Network connectivity
The following firewall configurations are required for inbound and outbound traffic in a SwaggerHub On-Premise cluster.
To check the connectivity from a node, you can connect to it over SSH and then either ping the target server, or telnet into the target server and port, or fetch the target URL using curl
or wget
. Note that ping will not work if ICMP is blocked on the target server or by your firewall.
Online installation and upgrades
Internet-connected clusters require outbound HTTPS Internet access (on TCP port 443) from each cluster node to the following domains in order to pull images, licenses, and product updates:
hub.docker.com
proxy.replicated.com
replicated.app
k8s.kurl.sh
Airgapped clusters do not need this.
Ongoing access
The following applies to both Internet-connected and airgapped clusters.

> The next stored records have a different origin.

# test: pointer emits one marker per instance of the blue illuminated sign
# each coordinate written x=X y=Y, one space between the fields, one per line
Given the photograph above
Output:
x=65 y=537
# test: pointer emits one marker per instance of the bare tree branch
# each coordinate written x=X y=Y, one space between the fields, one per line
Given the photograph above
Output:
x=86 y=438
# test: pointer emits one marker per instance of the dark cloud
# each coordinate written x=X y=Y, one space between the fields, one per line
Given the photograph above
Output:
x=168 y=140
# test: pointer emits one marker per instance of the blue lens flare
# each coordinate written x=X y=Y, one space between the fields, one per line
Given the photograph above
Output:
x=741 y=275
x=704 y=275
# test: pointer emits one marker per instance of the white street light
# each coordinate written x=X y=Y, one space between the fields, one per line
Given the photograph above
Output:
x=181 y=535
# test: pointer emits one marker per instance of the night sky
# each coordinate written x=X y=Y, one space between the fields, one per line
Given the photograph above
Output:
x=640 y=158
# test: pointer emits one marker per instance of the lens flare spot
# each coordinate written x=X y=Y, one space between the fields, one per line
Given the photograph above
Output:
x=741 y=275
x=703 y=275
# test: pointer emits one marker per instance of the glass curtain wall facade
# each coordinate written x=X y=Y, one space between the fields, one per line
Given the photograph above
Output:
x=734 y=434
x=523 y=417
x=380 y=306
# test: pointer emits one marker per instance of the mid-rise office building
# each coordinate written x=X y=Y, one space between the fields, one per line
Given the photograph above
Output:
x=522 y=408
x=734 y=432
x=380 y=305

Outbound from each node - required:
Destination | Port | Purpose |
---|---|---|
MongoDB database/cluster | MongoDB port, for example, 27017 | Database access |
PostgreSQL database/cluster | DB port, for example, 5432 | Database access |
SMTP server | SMTP port | To send invitations and email notifications |
API servers specified in your OpenAPI definitions | To use the “try it out” feature in API documentation | |
| To resolve references to external OpenAPI documents hosted outside of SwaggerHub |
Outbound from each each node - optional (depends on the integrations and services used):
Destination | Port | Purpose |
---|---|---|
LDAP server | LDAP port | For single sign-on via Active Directory OpenLDAP |
Backup storage | Backups created using Velero can be stored to a variety of storage providers. The configured storage must be accessible from each cluster node. | |
Webhook URLs | For outgoing webhooks | |
github.com api.github.com | 443 | GitHub.com integration |
self-hosted GitHub Enterprise Server | GitHub Enterprise Server integration | |
gitlab.com | 443 | GitLab integration |
self-hosted GitLab server | GitLab integration | |
bitbucket.org api.bitbucket.org | 443 | Bitbucket Cloud integration |
self-hosted Bitbucket Server | Bitbucket Server integration | |
*.visualstudio.com | 443 | Azure DevOps Services integration |
self-hosted Azure DevOps Server | Azure DevOps Server integration | |
apigateway.{region}.amazonaws.com | 443 | Amazon API Gateway integration |
api.enterprise.apigee.com | 443 | Apigee Edge integration |
self-hosted Apigee Edge server | Apigee Edge integration | |
*.management.azure-api.net | 443 | Azure API Management integration |
apimanager.ussouth.apiconnect.cloud.ibm.com login.service.us.apiconnect.ibmcloud.com | 443 | IBM API Connect integration |
Proxy server
SwaggerHub On-Premise lets you specify a proxy server in the Admin Console. This proxy server will be used for outgoing HTTP/S traffic from SwaggerHub services, such as “try it out” requests, integrations, and outgoing webhooks.
Note: This proxy server is not used for non-HTTP traffic (such as SMTP) and traffic from KOTS services.